Ya que estamos, le pregunto si conoce La Manzana de Adán, libro testimonial sobre Evelyn y Pilar, dos travestis prostitutos y su madre, Mercedes, realizado por la periodista Claudia Donoso y la fotógrafa Paz Errázuriz, a fines de los años 80. Algunas de las imágenes del texto fueron registradas en La Sota talquina, en específico en el prostíbulo denominado La Jaula de las Locas. Responde. “Yo leo poco. A lo mejor, no leo muchos escritores porque tengo el defecto que no absorbo lo que estoy leyendo. No puedo concentrarme. Además, a estas alturas, qué voy a estar leyendo; prefiero escribir”, señala sin rodeos.

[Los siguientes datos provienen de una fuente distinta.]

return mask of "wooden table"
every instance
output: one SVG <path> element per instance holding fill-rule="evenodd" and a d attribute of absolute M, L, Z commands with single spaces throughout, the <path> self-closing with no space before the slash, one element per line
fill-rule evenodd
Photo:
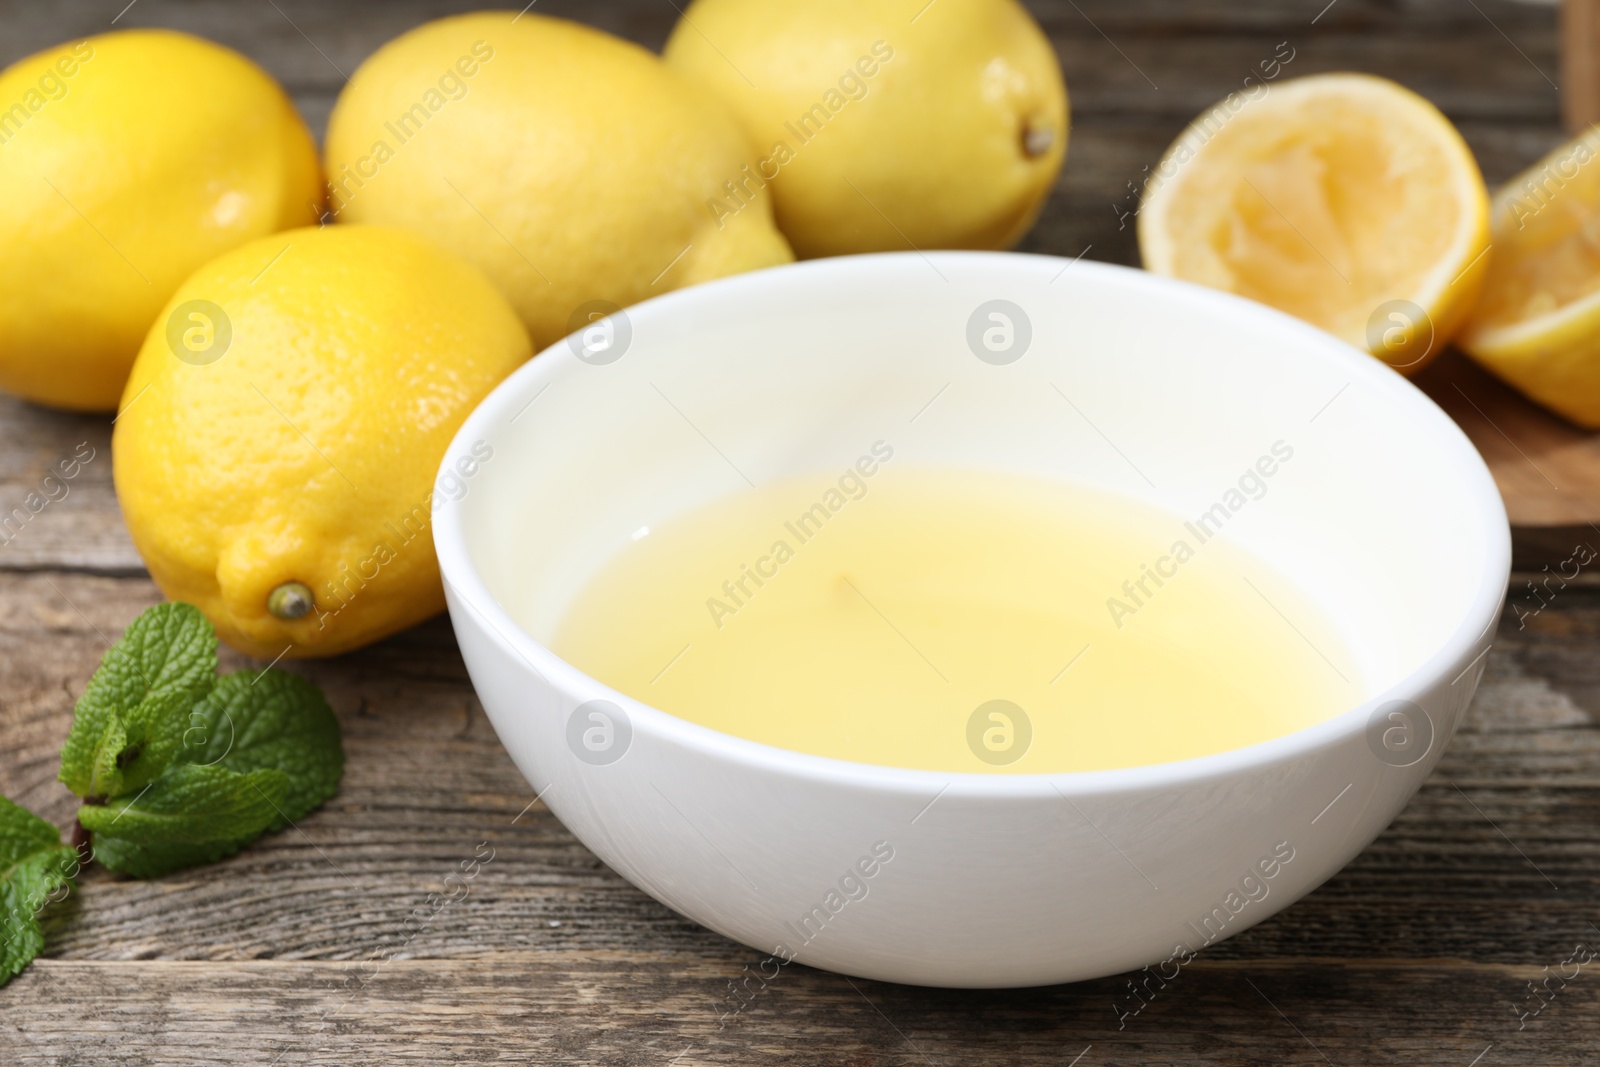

Esa relación, más bien trasparente con la escritura es la que, pese a los juicios que pudieran hacerse, caracteriza el trabajo de Luchín Gutiérrez. También él lo indica de un modo limpio aunque no despojado de trascendencia: “Hago una relación entre lo que escribo y la gente que veo pasar desde mi ventana... Así vi pasar el tiempo. Escribo para combatir el estrés y la monotonía. Otros caballeros de mi edad no hacen nada”.
Así las cosas, prepara un nuevo libro, también producto de su memoria, donde mezcla realidad y “cosecha”. El título se las trae: El fantasma de Michael Jackson

FELIPE MONTALVA
En Talca

(Publicado en "Punto Final”, edición Nº 863, 28 de octubre 2016).